A feature in The Saturday Paper has highlighted growing opposition from NT traditional owners to fracking development of the Beetaloo Basin gas reserve. New developments in the McArthur River region off the Gulf of Carpentaria could threaten underground aquifers, on which many regionally significant waterholes and sacred sites depend.
The Beetaloo Basin is the NT’s major fracking gas reserve, and its prime mover at present is Empire Energy (ASX: EEG). Empire’s Carpentaria-1 site, just 30km from a Gundanji Country waterhole and sacred site, has already drilled to a depth of more than two kilometres since setting up operations in September.
The Northern Territory has become fracking’s latest frontier, ever since Northern Territory Labor ended a moratorium on fracking in the territory in 2018. The Beetaloo Basin is one of the world’s major shale gas reserves. Empire Energy claims Beetaloo has the potential to “rival the prolific US Marcellus Shale” reserve, which produces about 25 billion cubic feet of gas daily.
Earlier this month, the Federal Minister for Resources and Water, Keith Pitt, announced a further $50m subsidy for NT gas. According to The Australia Institute, the development hoped for by the federal government would be equivalent to an 18 percent increase in Australia’s carbon emissions.

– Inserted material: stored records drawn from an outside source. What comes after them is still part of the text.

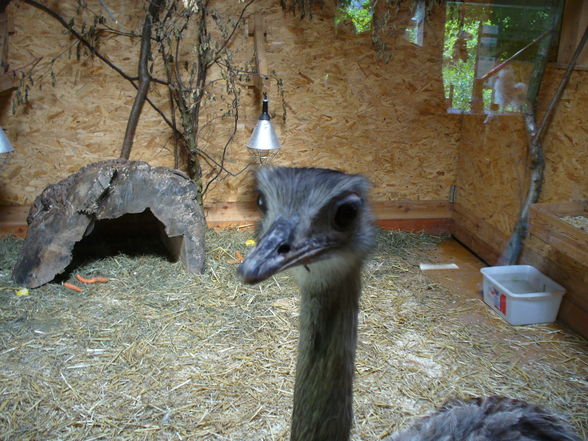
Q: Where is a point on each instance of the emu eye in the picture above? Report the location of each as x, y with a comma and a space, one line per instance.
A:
346, 212
261, 204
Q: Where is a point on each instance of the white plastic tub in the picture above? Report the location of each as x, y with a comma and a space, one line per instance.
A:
522, 294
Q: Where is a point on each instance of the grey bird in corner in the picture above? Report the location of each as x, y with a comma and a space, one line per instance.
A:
318, 222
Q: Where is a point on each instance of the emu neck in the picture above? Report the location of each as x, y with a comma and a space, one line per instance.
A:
326, 355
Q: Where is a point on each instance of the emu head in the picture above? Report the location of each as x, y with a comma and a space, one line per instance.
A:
309, 215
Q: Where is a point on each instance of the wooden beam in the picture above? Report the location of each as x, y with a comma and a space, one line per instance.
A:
574, 23
433, 217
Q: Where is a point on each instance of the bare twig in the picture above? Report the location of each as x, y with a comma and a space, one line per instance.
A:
144, 77
514, 246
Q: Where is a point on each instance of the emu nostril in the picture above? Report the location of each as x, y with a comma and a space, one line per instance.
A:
284, 249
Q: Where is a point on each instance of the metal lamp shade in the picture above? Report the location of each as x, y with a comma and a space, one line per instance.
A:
264, 137
5, 145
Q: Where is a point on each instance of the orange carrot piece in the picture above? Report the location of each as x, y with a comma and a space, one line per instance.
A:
92, 280
73, 287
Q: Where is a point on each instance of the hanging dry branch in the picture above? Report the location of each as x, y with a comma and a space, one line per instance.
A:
514, 247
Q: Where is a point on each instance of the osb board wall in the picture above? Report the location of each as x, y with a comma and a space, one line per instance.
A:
492, 176
345, 108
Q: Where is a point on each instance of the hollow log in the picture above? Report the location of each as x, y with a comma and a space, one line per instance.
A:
65, 212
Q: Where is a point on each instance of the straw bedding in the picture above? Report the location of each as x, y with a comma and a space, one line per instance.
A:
157, 354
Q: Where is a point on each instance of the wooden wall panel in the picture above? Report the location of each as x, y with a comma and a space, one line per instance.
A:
346, 108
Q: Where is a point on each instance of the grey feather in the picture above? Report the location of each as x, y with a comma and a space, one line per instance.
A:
319, 223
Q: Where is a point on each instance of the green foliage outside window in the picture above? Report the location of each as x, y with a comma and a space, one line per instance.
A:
359, 12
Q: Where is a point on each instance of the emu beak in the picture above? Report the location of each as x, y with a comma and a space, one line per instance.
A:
276, 251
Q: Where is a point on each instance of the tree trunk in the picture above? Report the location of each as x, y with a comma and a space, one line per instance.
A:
66, 212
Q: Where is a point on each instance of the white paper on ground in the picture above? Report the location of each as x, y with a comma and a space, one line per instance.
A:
437, 266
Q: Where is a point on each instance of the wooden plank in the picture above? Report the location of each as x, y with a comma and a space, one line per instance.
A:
476, 234
567, 208
433, 217
574, 22
551, 229
412, 210
427, 225
573, 316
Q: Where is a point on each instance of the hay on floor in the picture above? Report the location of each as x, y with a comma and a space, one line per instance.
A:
157, 354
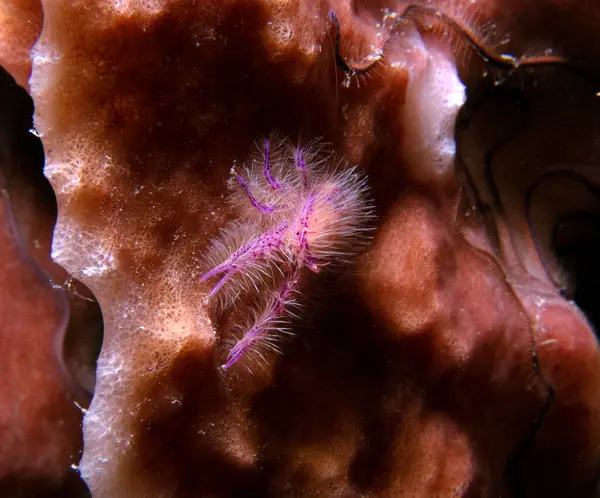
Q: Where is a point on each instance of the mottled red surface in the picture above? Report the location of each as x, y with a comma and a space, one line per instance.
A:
20, 26
416, 375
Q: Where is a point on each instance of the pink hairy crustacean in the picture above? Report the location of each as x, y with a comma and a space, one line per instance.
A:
301, 215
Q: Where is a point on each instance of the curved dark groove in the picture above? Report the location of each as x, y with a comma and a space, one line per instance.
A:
593, 189
463, 121
502, 61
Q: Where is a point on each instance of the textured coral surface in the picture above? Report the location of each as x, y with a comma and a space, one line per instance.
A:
449, 360
39, 424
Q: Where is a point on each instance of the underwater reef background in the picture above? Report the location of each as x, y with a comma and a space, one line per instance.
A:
453, 354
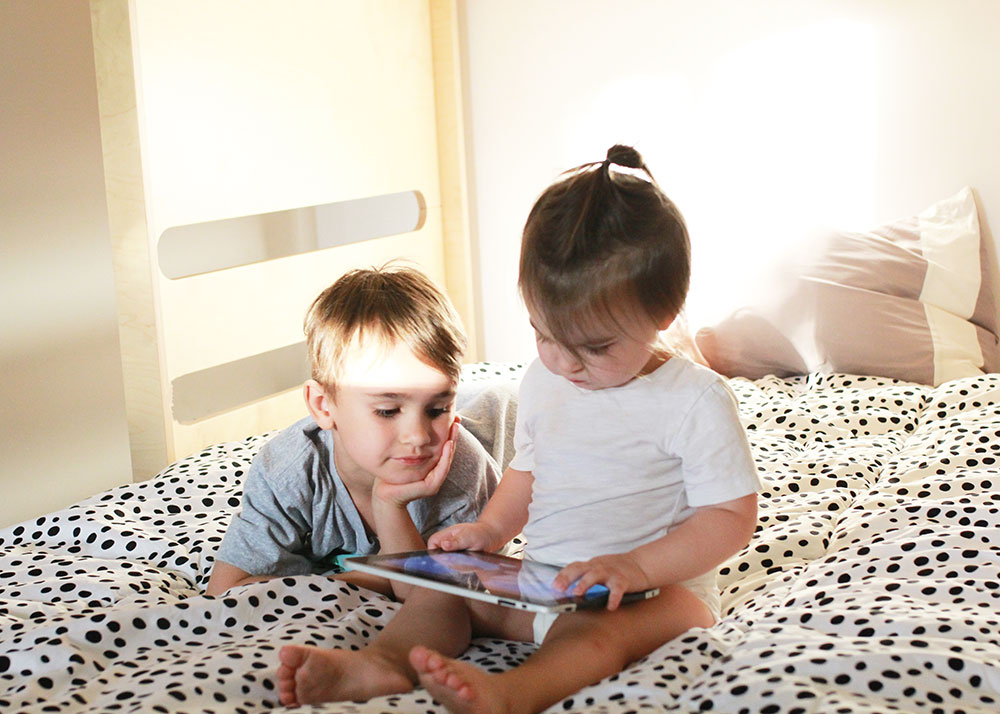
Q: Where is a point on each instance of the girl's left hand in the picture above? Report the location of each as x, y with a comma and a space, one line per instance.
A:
620, 574
401, 494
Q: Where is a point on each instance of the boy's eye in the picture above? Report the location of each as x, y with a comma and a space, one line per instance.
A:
435, 412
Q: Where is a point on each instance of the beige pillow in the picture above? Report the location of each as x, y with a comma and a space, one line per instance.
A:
912, 300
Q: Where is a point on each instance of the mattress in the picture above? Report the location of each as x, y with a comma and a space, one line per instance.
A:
872, 583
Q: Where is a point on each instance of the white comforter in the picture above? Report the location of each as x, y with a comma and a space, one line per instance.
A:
871, 585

The gas rush is now being further spurred on by the Federal LNP government. Energy Minister Angus Taylor visited Empire Energy’s site in October to announce a $28m subsidy for development of Beetaloo Basin gas. This policy makes the name of the department, the “Federal Ministry for Energy and Emissions Reduction” feel very Orwellian indeed.
While this is certainly not intended as financial advice, it is fair to say that it is an open question whether development on the scale envisaged by the company should be allowed to occur. Some major mainstream financial institutions are looking to divest from fossil fuels in line with Paris Climate Agreement targets, and the low price of oil will not make the risk-reward calculation favourable for gas production.
With traditional owners of the EEG Carpentaria concession site becoming more active, investors may also be wary of similar legal challenges taking place on the Beetaloo Basin. If nothing else it is fair to say that the battle continues between those who would prioritise gas extraction, and those who would prioritise the protection underground aquifers on this dry continent.